Cárdenas-Rodríguez is now leading a team of researchers from the colleges of Engineering, Science and Medicine to translate the fast MRI method to a scanner for clinical trials measuring enzyme activities in the tumors of cancer patients. Collaborators for the clinical trials include Siemens Healthcare, the manufacturer of the MRI scanner; Phillip Kuo, associate professor of medical imaging; and Drs. Alison Stopeck and Pavani Chalasani of the University of Arizona Cancer Center.
Detecting Acids in Tumors
The sooner doctors know how cancer tumors respond to treatment, the more effectively they can treat patients. Being able to measure lactic acid levels in tumors, which are slightly higher than levels in normal tissue, is one way to know early on how well drugs are working.
Just as our muscles produce extra lactic acid during exercise, fast-growing cancerous tumors produce extra lactic acid. Pagel’s research team has spent several years developing a highly accurate MRI method to measure the acid content in tumors.
Students from the UA Cancer Biology Graduate Interdisciplinary Program and the College of Pharmacy are now using the MRI method to evaluate new anticancer drug therapies. In tests with lymphoma tumors, the MRI method detected lower production of lactic acid within 24 hours after the tumors were treated with a chemotherapy drug, indicating that it had reduced or stopped tumor growth.
“We want to know if the drugs are killing the tumors within one day, because assessing early response is key to cancer treatment and greatly reduces the stress of uncertainty for patients,” Pagel said.
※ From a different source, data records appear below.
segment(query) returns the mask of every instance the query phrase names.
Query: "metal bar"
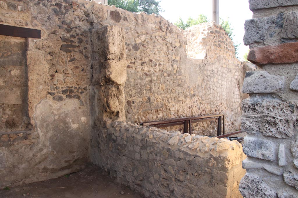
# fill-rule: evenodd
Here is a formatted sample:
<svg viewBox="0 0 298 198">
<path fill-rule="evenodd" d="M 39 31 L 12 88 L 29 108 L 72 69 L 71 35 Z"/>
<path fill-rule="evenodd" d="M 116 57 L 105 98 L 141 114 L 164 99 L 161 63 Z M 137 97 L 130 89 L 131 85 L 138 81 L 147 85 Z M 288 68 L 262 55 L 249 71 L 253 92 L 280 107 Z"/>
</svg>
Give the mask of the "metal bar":
<svg viewBox="0 0 298 198">
<path fill-rule="evenodd" d="M 221 117 L 218 117 L 217 119 L 217 136 L 221 135 Z"/>
<path fill-rule="evenodd" d="M 191 131 L 191 119 L 189 120 L 189 134 L 191 135 L 192 132 Z"/>
<path fill-rule="evenodd" d="M 183 124 L 183 133 L 187 133 L 187 121 L 186 120 Z"/>
<path fill-rule="evenodd" d="M 0 35 L 22 38 L 41 38 L 40 30 L 0 24 Z"/>
<path fill-rule="evenodd" d="M 156 128 L 162 128 L 164 127 L 168 127 L 169 126 L 177 126 L 178 125 L 184 124 L 184 122 L 175 122 L 173 123 L 170 123 L 169 124 L 158 124 L 156 125 L 154 125 L 154 127 Z"/>
<path fill-rule="evenodd" d="M 232 133 L 228 133 L 227 134 L 225 134 L 224 135 L 219 135 L 216 136 L 216 137 L 220 139 L 221 138 L 222 138 L 223 137 L 228 137 L 231 135 L 235 135 L 236 134 L 238 134 L 239 133 L 241 133 L 243 132 L 242 131 L 236 131 L 235 132 L 233 132 Z"/>
<path fill-rule="evenodd" d="M 178 118 L 175 119 L 172 119 L 171 120 L 162 120 L 157 121 L 153 121 L 153 122 L 143 122 L 140 123 L 140 125 L 142 124 L 143 126 L 149 126 L 150 125 L 154 125 L 156 124 L 168 124 L 169 123 L 173 123 L 174 122 L 182 122 L 186 120 L 189 120 L 190 119 L 191 119 L 192 120 L 199 120 L 205 118 L 214 118 L 215 117 L 218 117 L 222 116 L 224 115 L 223 114 L 219 114 L 216 115 L 203 115 L 197 117 L 191 117 L 189 118 Z"/>
<path fill-rule="evenodd" d="M 212 21 L 216 24 L 219 24 L 219 4 L 218 0 L 213 0 Z"/>
<path fill-rule="evenodd" d="M 217 120 L 217 118 L 210 118 L 209 119 L 204 119 L 204 120 L 192 120 L 192 122 L 195 123 L 196 122 L 206 122 L 207 121 L 212 121 L 215 120 Z"/>
</svg>

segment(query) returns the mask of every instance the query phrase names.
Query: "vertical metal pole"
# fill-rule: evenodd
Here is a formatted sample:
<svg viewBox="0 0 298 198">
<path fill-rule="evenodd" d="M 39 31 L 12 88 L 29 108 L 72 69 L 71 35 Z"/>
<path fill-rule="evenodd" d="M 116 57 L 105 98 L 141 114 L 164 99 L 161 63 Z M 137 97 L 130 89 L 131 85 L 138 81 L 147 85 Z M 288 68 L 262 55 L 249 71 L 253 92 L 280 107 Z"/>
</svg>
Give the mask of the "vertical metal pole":
<svg viewBox="0 0 298 198">
<path fill-rule="evenodd" d="M 184 121 L 184 124 L 183 124 L 183 133 L 187 133 L 187 120 Z"/>
<path fill-rule="evenodd" d="M 191 120 L 189 120 L 189 134 L 191 135 L 192 134 L 191 131 Z"/>
<path fill-rule="evenodd" d="M 220 116 L 217 118 L 217 135 L 221 135 L 221 116 Z"/>
<path fill-rule="evenodd" d="M 219 0 L 212 0 L 213 12 L 212 21 L 216 24 L 219 24 Z"/>
</svg>

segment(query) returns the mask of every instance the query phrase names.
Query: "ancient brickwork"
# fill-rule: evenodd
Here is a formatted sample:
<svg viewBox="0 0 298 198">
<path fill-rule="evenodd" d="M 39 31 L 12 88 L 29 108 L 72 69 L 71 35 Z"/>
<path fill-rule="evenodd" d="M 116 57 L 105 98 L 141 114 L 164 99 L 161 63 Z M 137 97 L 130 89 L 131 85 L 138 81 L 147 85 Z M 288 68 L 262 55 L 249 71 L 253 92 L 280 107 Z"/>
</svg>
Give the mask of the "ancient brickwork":
<svg viewBox="0 0 298 198">
<path fill-rule="evenodd" d="M 144 197 L 241 197 L 245 155 L 236 140 L 121 122 L 101 131 L 94 163 Z"/>
<path fill-rule="evenodd" d="M 136 44 L 127 50 L 126 121 L 224 113 L 227 131 L 239 129 L 243 67 L 230 38 L 212 23 L 186 30 L 186 41 L 180 32 L 167 32 L 132 35 Z M 193 127 L 196 134 L 216 134 L 215 123 Z M 174 129 L 182 126 L 166 129 Z"/>
<path fill-rule="evenodd" d="M 247 198 L 298 197 L 298 65 L 296 1 L 251 0 L 245 23 L 248 58 L 260 67 L 246 72 L 241 129 L 248 134 L 239 190 Z"/>
<path fill-rule="evenodd" d="M 7 67 L 18 66 L 24 71 L 14 79 L 18 79 L 14 82 L 22 82 L 24 94 L 10 93 L 21 100 L 21 104 L 13 104 L 20 107 L 6 107 L 11 101 L 5 94 L 0 96 L 4 108 L 2 123 L 10 117 L 6 113 L 16 119 L 15 127 L 0 125 L 0 187 L 63 175 L 83 168 L 91 161 L 115 173 L 112 176 L 119 182 L 147 197 L 179 197 L 181 192 L 171 186 L 173 181 L 179 189 L 187 185 L 183 190 L 192 195 L 190 196 L 199 193 L 206 197 L 211 197 L 212 193 L 212 197 L 240 195 L 238 182 L 243 174 L 234 173 L 237 171 L 244 174 L 239 163 L 243 157 L 239 144 L 216 138 L 187 137 L 179 132 L 169 141 L 155 137 L 150 142 L 152 138 L 147 137 L 150 134 L 145 132 L 148 128 L 124 122 L 224 113 L 228 129 L 238 129 L 245 70 L 235 58 L 230 40 L 220 27 L 206 24 L 201 29 L 190 29 L 184 35 L 160 16 L 131 13 L 84 0 L 2 0 L 0 19 L 1 23 L 40 29 L 42 37 L 26 40 L 0 37 L 0 45 L 15 45 L 11 48 L 13 51 L 25 47 L 20 51 L 24 61 L 19 65 L 18 62 L 6 67 L 0 65 L 8 69 L 5 72 L 8 76 L 0 76 L 0 83 L 3 84 L 0 86 L 10 89 L 20 86 L 10 84 L 8 77 L 16 72 Z M 205 58 L 189 58 L 187 42 L 191 43 L 192 34 L 201 31 L 206 32 L 204 37 L 189 46 L 205 49 Z M 12 57 L 21 56 L 10 53 Z M 5 66 L 2 56 L 6 55 L 0 55 L 0 63 Z M 228 74 L 229 77 L 225 76 Z M 115 121 L 124 122 L 120 124 L 125 126 L 126 130 L 117 138 L 120 144 L 115 144 L 111 139 L 120 130 L 111 126 Z M 139 129 L 146 136 L 142 143 L 138 139 L 141 138 Z M 168 136 L 173 133 L 156 130 Z M 136 158 L 133 164 L 128 159 L 131 153 L 125 153 L 125 161 L 128 163 L 125 166 L 131 169 L 128 172 L 119 163 L 125 151 L 118 149 L 128 145 L 126 134 L 135 137 L 129 144 L 140 149 L 134 153 Z M 147 142 L 156 145 L 147 145 Z M 164 150 L 169 153 L 169 165 L 154 171 L 162 175 L 156 178 L 150 175 L 144 180 L 145 169 L 166 162 L 165 158 L 150 159 L 153 155 L 159 156 Z M 185 152 L 185 156 L 175 155 L 179 154 L 178 151 Z M 139 166 L 138 160 L 143 158 L 144 164 Z M 179 162 L 180 158 L 183 160 Z M 170 165 L 172 162 L 179 168 Z M 185 163 L 187 171 L 180 163 Z M 199 169 L 201 172 L 197 172 Z M 135 172 L 139 172 L 139 178 Z M 195 186 L 205 174 L 208 183 L 204 189 L 208 194 Z M 192 184 L 186 182 L 189 177 Z M 141 191 L 142 186 L 151 186 L 148 182 L 158 187 Z M 169 191 L 170 186 L 174 188 Z M 217 190 L 211 191 L 212 189 Z"/>
</svg>

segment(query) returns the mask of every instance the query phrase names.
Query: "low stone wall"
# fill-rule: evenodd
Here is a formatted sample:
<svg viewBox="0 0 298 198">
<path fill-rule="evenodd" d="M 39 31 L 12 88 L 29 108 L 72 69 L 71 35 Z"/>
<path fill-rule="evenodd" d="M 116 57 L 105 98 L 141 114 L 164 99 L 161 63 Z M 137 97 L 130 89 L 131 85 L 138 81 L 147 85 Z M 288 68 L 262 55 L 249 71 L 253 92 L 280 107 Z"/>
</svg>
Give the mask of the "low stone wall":
<svg viewBox="0 0 298 198">
<path fill-rule="evenodd" d="M 93 162 L 145 197 L 242 197 L 245 155 L 236 141 L 119 121 L 93 129 Z"/>
</svg>

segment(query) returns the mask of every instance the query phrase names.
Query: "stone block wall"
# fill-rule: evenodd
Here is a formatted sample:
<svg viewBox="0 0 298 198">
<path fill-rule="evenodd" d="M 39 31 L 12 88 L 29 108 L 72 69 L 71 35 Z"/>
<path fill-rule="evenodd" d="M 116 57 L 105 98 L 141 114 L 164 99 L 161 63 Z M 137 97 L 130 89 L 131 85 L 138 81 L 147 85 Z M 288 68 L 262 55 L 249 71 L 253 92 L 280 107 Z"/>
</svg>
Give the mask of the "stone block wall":
<svg viewBox="0 0 298 198">
<path fill-rule="evenodd" d="M 17 61 L 12 64 L 12 58 L 9 62 L 12 64 L 5 67 L 2 66 L 8 58 L 5 57 L 9 56 L 5 56 L 2 50 L 5 48 L 0 50 L 0 68 L 8 69 L 7 75 L 0 76 L 1 91 L 7 86 L 20 88 L 19 84 L 8 80 L 9 75 L 15 74 L 14 83 L 21 82 L 23 85 L 22 95 L 16 91 L 10 93 L 21 104 L 7 105 L 12 102 L 8 102 L 5 94 L 0 96 L 4 107 L 0 114 L 3 123 L 0 124 L 0 187 L 57 177 L 81 170 L 90 162 L 105 166 L 104 152 L 99 148 L 105 148 L 109 140 L 105 134 L 114 131 L 110 128 L 115 121 L 224 112 L 231 115 L 226 118 L 230 118 L 228 128 L 239 127 L 241 77 L 235 78 L 235 86 L 227 90 L 230 95 L 224 96 L 230 97 L 226 101 L 230 103 L 208 99 L 216 97 L 220 100 L 223 97 L 217 92 L 220 83 L 213 72 L 224 70 L 224 73 L 237 75 L 237 69 L 241 71 L 239 73 L 243 72 L 234 57 L 229 57 L 234 56 L 229 47 L 230 40 L 218 27 L 210 24 L 204 26 L 207 29 L 206 38 L 215 36 L 220 40 L 210 47 L 216 53 L 208 53 L 207 50 L 209 61 L 188 58 L 189 39 L 162 17 L 131 13 L 94 1 L 2 0 L 0 23 L 40 29 L 42 37 L 0 37 L 0 45 L 15 45 L 11 48 L 13 51 L 18 47 L 25 49 L 19 54 L 8 52 L 11 53 L 9 56 L 20 58 L 14 60 L 24 62 L 19 65 Z M 229 58 L 224 58 L 224 54 Z M 223 58 L 232 64 L 220 66 Z M 8 68 L 11 66 L 11 69 Z M 15 71 L 15 67 L 24 72 Z M 209 84 L 206 82 L 208 78 L 211 79 Z M 203 83 L 208 91 L 198 91 L 202 90 Z M 223 87 L 221 91 L 227 88 Z M 170 105 L 164 106 L 165 99 Z M 183 109 L 179 108 L 180 106 Z M 9 128 L 4 123 L 12 115 L 15 118 L 16 126 Z M 235 146 L 240 160 L 240 148 Z M 227 150 L 233 151 L 231 148 Z M 223 152 L 227 155 L 229 152 Z M 190 157 L 193 154 L 187 155 Z M 225 156 L 226 159 L 231 157 Z M 201 159 L 202 163 L 208 161 Z M 219 167 L 216 170 L 225 171 L 228 178 L 218 185 L 217 181 L 210 181 L 207 186 L 222 189 L 221 196 L 227 196 L 238 188 L 237 183 L 230 183 L 234 179 L 230 177 L 234 176 L 228 172 L 238 164 L 228 167 L 222 162 L 216 163 L 225 169 Z M 111 170 L 108 165 L 106 169 Z M 210 178 L 218 177 L 216 173 L 208 174 Z M 169 180 L 174 178 L 166 176 Z M 162 187 L 159 190 L 161 194 L 171 193 L 163 192 L 167 190 Z M 146 195 L 155 193 L 147 191 Z"/>
<path fill-rule="evenodd" d="M 241 197 L 245 155 L 236 140 L 121 122 L 97 128 L 94 162 L 144 197 Z"/>
<path fill-rule="evenodd" d="M 184 32 L 167 25 L 150 34 L 142 25 L 143 32 L 129 34 L 134 39 L 126 41 L 126 121 L 224 113 L 226 131 L 239 130 L 245 69 L 230 38 L 213 23 Z M 216 126 L 207 122 L 193 127 L 196 134 L 212 135 Z M 182 127 L 165 129 L 181 131 Z"/>
<path fill-rule="evenodd" d="M 26 40 L 0 37 L 0 132 L 30 129 Z"/>
<path fill-rule="evenodd" d="M 245 23 L 248 59 L 241 129 L 248 134 L 239 190 L 244 197 L 298 197 L 298 73 L 296 1 L 249 1 L 253 18 Z"/>
</svg>

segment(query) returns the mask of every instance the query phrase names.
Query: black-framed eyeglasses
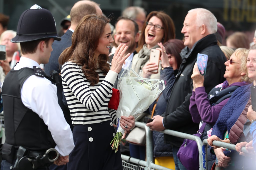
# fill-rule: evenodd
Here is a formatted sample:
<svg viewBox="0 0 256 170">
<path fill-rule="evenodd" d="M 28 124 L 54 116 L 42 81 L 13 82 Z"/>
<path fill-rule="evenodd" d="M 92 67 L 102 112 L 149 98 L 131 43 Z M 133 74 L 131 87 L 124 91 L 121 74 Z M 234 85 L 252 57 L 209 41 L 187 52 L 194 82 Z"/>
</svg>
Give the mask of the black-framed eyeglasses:
<svg viewBox="0 0 256 170">
<path fill-rule="evenodd" d="M 241 63 L 239 63 L 237 62 L 234 61 L 232 59 L 229 59 L 229 63 L 230 63 L 230 64 L 232 64 L 232 63 L 233 62 L 235 63 L 237 63 L 238 64 L 241 64 Z"/>
<path fill-rule="evenodd" d="M 164 29 L 164 27 L 160 26 L 159 25 L 154 25 L 151 22 L 146 22 L 146 24 L 147 24 L 147 26 L 150 28 L 152 27 L 152 26 L 154 25 L 154 28 L 157 31 L 160 31 L 161 29 Z"/>
</svg>

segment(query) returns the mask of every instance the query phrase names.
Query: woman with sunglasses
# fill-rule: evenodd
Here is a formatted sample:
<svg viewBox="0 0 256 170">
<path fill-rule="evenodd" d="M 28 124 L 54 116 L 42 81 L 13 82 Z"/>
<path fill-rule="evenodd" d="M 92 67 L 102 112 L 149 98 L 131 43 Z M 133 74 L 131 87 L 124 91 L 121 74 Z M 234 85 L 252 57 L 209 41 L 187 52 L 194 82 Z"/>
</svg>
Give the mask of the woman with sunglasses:
<svg viewBox="0 0 256 170">
<path fill-rule="evenodd" d="M 254 66 L 255 47 L 255 45 L 253 46 L 248 52 L 247 61 L 242 63 L 243 65 L 246 64 L 248 77 L 253 80 L 253 83 L 240 87 L 234 92 L 220 112 L 212 128 L 211 136 L 207 140 L 208 145 L 212 146 L 211 151 L 214 153 L 218 159 L 216 166 L 225 168 L 224 169 L 255 169 L 255 158 L 252 159 L 241 156 L 235 150 L 213 146 L 212 141 L 217 140 L 236 145 L 245 141 L 245 136 L 247 136 L 243 129 L 247 119 L 248 108 L 251 105 L 250 87 L 256 85 Z M 234 61 L 232 61 L 232 64 L 238 64 Z"/>
<path fill-rule="evenodd" d="M 138 53 L 133 57 L 132 68 L 137 73 L 142 71 L 146 63 L 149 61 L 151 50 L 159 48 L 157 43 L 163 43 L 175 38 L 175 27 L 172 18 L 162 11 L 152 11 L 147 17 L 138 42 Z M 150 78 L 159 79 L 161 64 L 153 63 L 143 70 L 143 74 L 150 74 L 158 70 L 158 73 L 152 74 Z"/>
<path fill-rule="evenodd" d="M 226 80 L 213 88 L 208 95 L 204 87 L 204 77 L 200 74 L 195 64 L 191 76 L 193 89 L 190 99 L 189 111 L 193 121 L 200 123 L 200 127 L 204 122 L 206 123 L 202 140 L 210 136 L 211 129 L 221 110 L 233 92 L 239 87 L 249 82 L 246 67 L 247 53 L 244 48 L 239 48 L 235 51 L 230 59 L 225 62 L 226 71 L 223 76 Z M 210 169 L 215 157 L 211 154 L 208 155 L 208 169 Z"/>
</svg>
Monitoring Effectiveness of Drugs to Treat Pancreatic Cancer
One track of Pagel’s research aims to improve monitoring the effectiveness of drugs that are used to treat pancreatic cancer.
Pancreatic cancer is particularly difficult to treat in part because tumors respond very slowly to drug therapy. In fact, it can take months for the size of a pancreatic tumor to change, making it difficult to assess the effectiveness of drugs.
To speed up the process, Pagel and Joseph Kobes, a UA biomedical engineering graduate student, are developing MRI methods to measure earlier response to anticancer drugs. One of their most promising techniques evaluates how water diffuses through tumor tissue, which is typically limited by the abundance of cells within the tumor. If a drug therapy reduces the number of cells in a tumor, water can more easily diffuse in the tumor. The researchers have shown that the imaging method can detect cellular change in a tumor as early as two weeks after starting drug treatment.
This team is collaborating with the UA Cancer Center’s Emmanuelle Meuillet, associate professor of nutritional sciences and molecular and cellular biology. Meuillet has developed a series of drugs designed to cure pancreatic cancer, and the imaging method lets her more quickly assess their effectiveness.